Doctors and nurses sick: emergency operation – Charité cancels hundreds of operations

As at the peak of the corona pandemic, the Charité is postponing all planned interventions.

Doctors and nurses sick: emergency operation – Charité cancels hundreds of operations

As at the peak of the corona pandemic, the Charité is postponing all planned interventions. Hundreds of patients are currently receiving appointment cancellations. The reason is a high level of sick leave among doctors and nurses and an increased need in the children's wards.

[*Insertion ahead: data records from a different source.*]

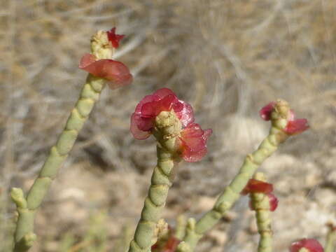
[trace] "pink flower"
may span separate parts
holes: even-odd
[[[264,193],[268,197],[270,202],[270,211],[274,211],[275,209],[276,209],[276,207],[278,207],[279,200],[272,192],[273,192],[272,184],[251,178],[245,188],[241,191],[241,194],[246,195],[248,193]],[[251,202],[250,209],[251,210],[255,210],[253,206],[252,206]]]
[[[307,248],[309,252],[323,252],[323,248],[315,239],[302,239],[293,242],[289,248],[290,252],[298,252],[302,248]]]
[[[119,41],[122,39],[125,35],[115,34],[115,27],[112,28],[111,30],[106,31],[106,33],[107,38],[112,43],[112,46],[118,48],[119,47]]]
[[[259,111],[260,117],[265,120],[271,120],[271,114],[273,112],[276,102],[272,102],[262,107]],[[290,111],[288,122],[284,131],[289,135],[293,135],[303,132],[309,127],[308,121],[305,118],[295,119],[294,112]]]
[[[122,62],[108,59],[97,60],[94,55],[88,53],[83,56],[79,68],[108,80],[111,89],[129,85],[133,80],[128,67]]]
[[[200,161],[207,153],[206,141],[212,130],[203,130],[197,123],[189,124],[181,132],[182,158],[187,162]]]
[[[300,134],[309,127],[308,121],[305,118],[295,119],[294,111],[290,111],[288,122],[284,131],[288,134]]]
[[[146,96],[136,106],[131,117],[131,132],[136,139],[146,139],[151,134],[154,121],[160,112],[174,110],[183,127],[194,121],[191,106],[179,100],[168,88],[161,88]]]
[[[276,102],[270,102],[267,105],[262,107],[259,111],[259,115],[260,117],[265,120],[271,120],[271,114],[274,108]]]

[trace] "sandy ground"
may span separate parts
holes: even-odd
[[[162,87],[190,102],[197,122],[214,130],[208,155],[178,168],[164,212],[169,223],[211,207],[267,135],[258,109],[283,98],[311,128],[261,167],[280,200],[272,215],[274,251],[301,237],[324,243],[336,209],[336,1],[0,3],[0,244],[8,244],[14,218],[10,188],[27,190],[33,182],[85,78],[77,66],[90,36],[113,26],[127,35],[115,57],[130,66],[134,82],[103,92],[38,212],[31,251],[62,251],[66,235],[75,245],[64,251],[94,251],[78,245],[99,214],[106,241],[101,251],[117,251],[122,227],[132,230],[139,218],[155,164],[154,141],[134,139],[130,116],[144,95]],[[255,251],[247,206],[241,199],[197,251]]]

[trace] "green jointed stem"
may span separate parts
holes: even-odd
[[[135,230],[129,252],[150,252],[155,240],[155,231],[166,204],[168,191],[174,176],[176,155],[176,140],[181,129],[174,112],[163,111],[155,120],[154,136],[158,141],[158,164],[153,172],[148,196]]]
[[[265,176],[261,172],[256,173],[254,178],[260,181],[265,181]],[[272,232],[271,228],[270,199],[264,193],[251,193],[250,196],[252,206],[255,209],[258,232],[260,235],[258,252],[272,252]]]
[[[336,229],[335,226],[330,225],[330,230],[327,234],[326,245],[324,246],[324,252],[334,252],[335,243],[336,241]]]
[[[106,32],[99,31],[91,40],[92,54],[97,59],[110,58],[111,49],[107,46],[108,41]],[[34,233],[34,216],[47,194],[50,183],[57,171],[68,156],[77,139],[79,131],[88,119],[105,80],[89,74],[79,99],[66,121],[64,130],[52,146],[38,178],[30,188],[27,197],[20,188],[13,188],[12,199],[17,205],[18,218],[14,234],[14,252],[24,252],[32,246],[36,235]]]
[[[219,195],[214,206],[198,221],[190,219],[186,234],[177,248],[178,252],[191,252],[195,249],[203,234],[214,227],[226,211],[240,197],[240,192],[246,186],[257,168],[285,141],[288,135],[282,130],[287,125],[289,106],[286,102],[279,100],[272,114],[272,127],[269,135],[258,149],[247,155],[239,173]]]

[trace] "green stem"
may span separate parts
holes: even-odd
[[[19,214],[15,232],[15,252],[28,251],[36,239],[34,234],[36,211],[48,192],[57,171],[72,149],[79,131],[88,119],[94,103],[99,99],[104,83],[104,79],[88,75],[64,130],[56,144],[51,148],[38,177],[35,180],[27,197],[24,198],[19,189],[12,190],[12,198],[18,206]]]
[[[282,101],[281,102],[283,102]],[[239,172],[219,195],[214,206],[198,221],[190,219],[186,234],[177,248],[178,252],[192,251],[203,234],[214,227],[240,197],[240,192],[246,186],[257,168],[285,141],[288,135],[282,130],[287,124],[288,104],[279,104],[279,111],[272,115],[272,126],[269,135],[262,141],[258,149],[248,155]]]
[[[335,241],[336,240],[336,230],[333,225],[330,225],[330,230],[327,234],[326,242],[325,245],[324,252],[334,252]]]

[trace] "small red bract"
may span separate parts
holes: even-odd
[[[257,179],[251,178],[248,181],[245,188],[241,191],[243,195],[248,193],[261,192],[269,194],[273,192],[273,185],[269,183],[258,181]]]
[[[96,59],[94,55],[87,53],[80,59],[79,68],[108,80],[108,85],[111,89],[132,83],[133,76],[123,63],[108,59]]]
[[[181,132],[182,158],[187,162],[197,162],[206,154],[206,141],[212,130],[203,130],[197,123],[188,125]]]
[[[155,117],[162,111],[174,110],[183,127],[194,121],[191,106],[179,100],[175,93],[168,88],[161,88],[152,94],[146,95],[136,106],[131,117],[131,132],[136,139],[148,138]]]
[[[260,117],[265,120],[271,120],[271,114],[274,108],[276,102],[272,102],[269,103],[267,105],[261,108],[259,111],[259,115]]]
[[[286,133],[290,135],[300,134],[309,127],[307,119],[295,119],[294,111],[290,111],[290,113],[288,122],[284,130]]]
[[[119,47],[119,41],[122,39],[125,35],[119,35],[115,34],[115,27],[112,28],[111,30],[106,31],[108,41],[112,43],[112,46],[115,48]]]
[[[324,249],[315,239],[302,239],[293,242],[289,248],[290,252],[298,252],[302,248],[307,248],[309,252],[323,252]]]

Due to an acute shortage of staff, Europe's largest university clinic goes into emergency operation. According to a press release, the Charité will have to cancel all postponable interventions by the end of the year. The reason given by the clinic was a "persistent and increasing absence of doctors and nursing staff due to illness". Urgent treatments such as time-critical tumor operations, transplants, heart attack cases or stroke patients would continue to be carried out.

The restrictions are also necessary in order to be able to use additional employees in the children's wards, the Charité further announced. Also because of the rampant wave with the respiratory syncytial virus (also RS virus or RSV) there is an increased need there. The effects can be felt not only in Berlin, but throughout Germany: In many German clinics there has been a lack of beds in pediatric wards for weeks because so many children with influenza or RS virus infections have to be admitted.

According to information from the “Tagesspiegel”, the Charité emergency operation affects a third of all treatments. In the worst case, that would mean: Hundreds of appointments per day are postponed. They would all have to be made up for after the crisis. Affected patients are currently being notified by the clinic, the newspaper reported.

The current procedure is comparable to that in the corona pandemic, when the intensive care units in Berlin were assigned to three "levels". As Level I, the Charité treated the most severe cases. 16 clinics were responsible for Level II, including the state-owned Vivantes hospitals, which also cared for severe Covid 19 patients. Level III clinics took care of intensive care cases that were not infected with Sars-Cov-2. And the announced emergency operation itself is reminiscent of the pandemic: the Charité had also postponed all operations that could be planned at the height of the corona crisis.